I am building a Ruby on Rails application where I need to be able to consume a REST API to fetch some data in (Atom) feed format. The REST API has a limit to number of calls made per second as well as per day. And considering the amount of traffic my application may have, I would easily be exceeding the limit.
The solution to that would be to cache the REST API response feed locally and expose a local service (Sinatra) that provides the cached feed as it is received from the REST API. And of course a sweeper would periodically refresh the cached feed.
There 2 problems here.
1) One of the REST APIs is a search API where search results are returned as an ATOM feed. The API takes in several parameters including the search query. What should be my caching strategy so that cached feed can be uniquely identified against the parameters? That is, for example, if I search for say
/search?q=Obama&page=3&per_page=25&api_version=4
and I get a feed response for these parameters. How do I cache the feed so that for the exact same parameters passed in a call some time later, the cached feed is returned and if the parameters change, a new call should be made to the REST API?

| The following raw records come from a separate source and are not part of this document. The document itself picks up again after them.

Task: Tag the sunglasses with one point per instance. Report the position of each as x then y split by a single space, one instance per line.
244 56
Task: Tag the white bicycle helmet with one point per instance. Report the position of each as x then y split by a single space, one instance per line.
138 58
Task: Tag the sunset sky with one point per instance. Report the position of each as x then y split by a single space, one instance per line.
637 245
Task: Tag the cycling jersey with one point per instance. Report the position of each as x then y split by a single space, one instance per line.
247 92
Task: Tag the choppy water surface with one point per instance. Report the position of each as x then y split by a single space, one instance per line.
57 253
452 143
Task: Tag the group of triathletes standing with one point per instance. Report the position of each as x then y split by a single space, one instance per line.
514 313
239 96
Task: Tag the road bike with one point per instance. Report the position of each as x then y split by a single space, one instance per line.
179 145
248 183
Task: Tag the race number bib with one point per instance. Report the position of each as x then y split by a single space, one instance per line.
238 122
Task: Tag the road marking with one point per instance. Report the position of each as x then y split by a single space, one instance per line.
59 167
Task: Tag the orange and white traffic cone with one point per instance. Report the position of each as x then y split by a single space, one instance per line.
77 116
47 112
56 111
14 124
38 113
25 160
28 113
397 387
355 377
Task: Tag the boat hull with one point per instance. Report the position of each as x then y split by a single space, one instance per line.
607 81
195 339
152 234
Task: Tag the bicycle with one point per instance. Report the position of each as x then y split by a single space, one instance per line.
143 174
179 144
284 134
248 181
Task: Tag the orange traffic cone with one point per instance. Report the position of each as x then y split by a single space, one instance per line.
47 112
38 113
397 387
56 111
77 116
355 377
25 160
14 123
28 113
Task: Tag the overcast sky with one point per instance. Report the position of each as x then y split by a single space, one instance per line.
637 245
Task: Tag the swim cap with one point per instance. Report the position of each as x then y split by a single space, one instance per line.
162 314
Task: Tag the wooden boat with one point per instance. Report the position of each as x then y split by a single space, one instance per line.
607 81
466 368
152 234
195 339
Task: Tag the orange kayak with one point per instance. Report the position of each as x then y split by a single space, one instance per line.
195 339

2) The other problem is regarding the sweeper. I don't want to sweep a cached feed which is rarely used. That is, search query Best burgers in Somalia
would obviously be very less wanted than say Barak Obama
. I do have the data of how many consumers have subscribed to the feed. The strategy here should be that given the number of subscribers to this search query, sweep the cached feeds based on how large this number is. Since the caching needs to happen in the Sinatra application, how would one go about implementing this kind of sweeping strategy? Some code will help.
I am open to any ideas here. I want these mechanisms to be very good on performance. Ideally I would want to do this without database and by pure page caching. However, I am open to possibility of trying other things.